Nagarasa told his story at a two-day conference for students and the public marking Canada’s 150th anniversary, “Glorious and Free?! Generous Citizenship for the Next 150,” that was held at the Edmonton Christian university.
A journalist in his homeland who reported on the human rights abuses of “the inhuman Sinhalese government,” Nagarasa fled Sri Lanka when 10 fellow journalists were killed and threats were made against his family. More than 100,000 Tamils had been massacred in 2009 and 300,000 were displaced, he said.
Talking with other refugees in Thailand, he realized he had no hope of finding a permanent home if he went through the United Nations bureaucracy there. Like the other men, he paid the equivalent of about $40,000 for a ride on the Ocean Lady to an unknown country where they would be safe.
Nagarasa recounted the harsh conditions, times of despair and moments of joy during the ship’s long voyage.
“Although I know terrorists exist, there were none on that ship,” he said. All 76 men had witnessed horrible crimes committed by the Sri Lankan government.
“What was our crime? Our crime was that we wanted to live.”
Freed from prison after four months, he remained under house arrest with a friend in Toronto and had to report weekly to the Canadian Border Services.
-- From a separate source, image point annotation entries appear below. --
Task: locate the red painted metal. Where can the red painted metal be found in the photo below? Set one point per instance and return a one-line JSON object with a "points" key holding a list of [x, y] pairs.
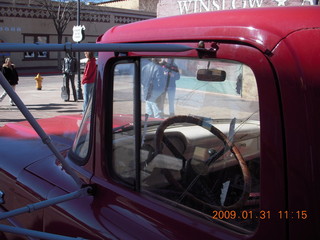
{"points": [[279, 44]]}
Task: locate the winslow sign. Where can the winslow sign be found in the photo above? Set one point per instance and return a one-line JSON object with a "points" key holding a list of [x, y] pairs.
{"points": [[179, 7]]}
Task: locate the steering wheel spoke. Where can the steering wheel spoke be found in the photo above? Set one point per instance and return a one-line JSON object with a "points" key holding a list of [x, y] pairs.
{"points": [[228, 146]]}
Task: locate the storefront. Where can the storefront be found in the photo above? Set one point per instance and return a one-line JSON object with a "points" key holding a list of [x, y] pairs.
{"points": [[22, 22]]}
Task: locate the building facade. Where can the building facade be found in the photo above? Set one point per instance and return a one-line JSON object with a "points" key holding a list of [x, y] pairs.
{"points": [[179, 7], [24, 22], [142, 5]]}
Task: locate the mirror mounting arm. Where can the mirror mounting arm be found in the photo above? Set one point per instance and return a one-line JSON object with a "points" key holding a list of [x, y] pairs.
{"points": [[205, 52]]}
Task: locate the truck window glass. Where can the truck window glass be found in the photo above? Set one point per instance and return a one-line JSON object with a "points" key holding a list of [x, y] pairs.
{"points": [[80, 147], [200, 137]]}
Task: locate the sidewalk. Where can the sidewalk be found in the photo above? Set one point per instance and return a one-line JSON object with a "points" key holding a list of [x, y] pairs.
{"points": [[43, 103]]}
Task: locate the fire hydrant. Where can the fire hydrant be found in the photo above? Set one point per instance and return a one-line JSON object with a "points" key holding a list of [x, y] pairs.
{"points": [[38, 79]]}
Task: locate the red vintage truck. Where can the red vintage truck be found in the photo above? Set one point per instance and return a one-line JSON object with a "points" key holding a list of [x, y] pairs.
{"points": [[202, 126]]}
It was only last year, seven years after fleeing Sri Lanka, that he was permanently reunited with his wife and daughter.
That reunion took extensive work by Romero House, a Toronto agency that advocates for and provides housing to refugees.
Jennifer McIntyre, director of Romero House, said the agency focuses its attention on “inland refugee claimants,” those who arrive in Canada without having been granted refugee status. Navigating the Canadian system to win refugee status for such claimants is both difficult and confusing.
These claimants, McIntyre said, include Eritreans working in Saudi Arabia until about two years ago when the Saudis established new laws giving preferred employment status to their own citizens. If the Eritreans return to their homeland, they face mandatory military conscription.
Another refugee was a police detective who was persecuted for fighting corruption on the Juarez, Mexico, police force.
“The stories are many, and every story is unique,” she said.
Canada goes to great lengths to prevent undocumented refugees from entering the country. It sends border officials to airports around the world to ensure airlines do not allow people without proper documentation to come to Canada, McIntyre said. Airlines that fail to stop such refugees face hefty fines.
The government’s approach is “Welcome to Canada if we don’t stop you before you get here.”
The Tamils from Sri Lanka who arrived here in 2009 were treated abysmally and suffered from “unbelievable violations” of Canada’s privacy laws, she said.
Kenney challenged every court ruling in favour of the Tamil refugees, she noted. People who sought hope in Canada were “villainized and thrown into detention.”
Canadian refugee policy changed dramatically because of the two ships that bore Tamils to Canada. One’s status is now dependent on how one arrives in the country, she said. Sri Lankans arrive at Canadian airports daily without being challenged; for those who arrive by boat, it is a different matter.
As for Nagarasa, he believes an apology is in order. Other groups have received apologies from the Canadian government 100 years after they were treated unjustly. The Tamils shouldn’t have to wait that long.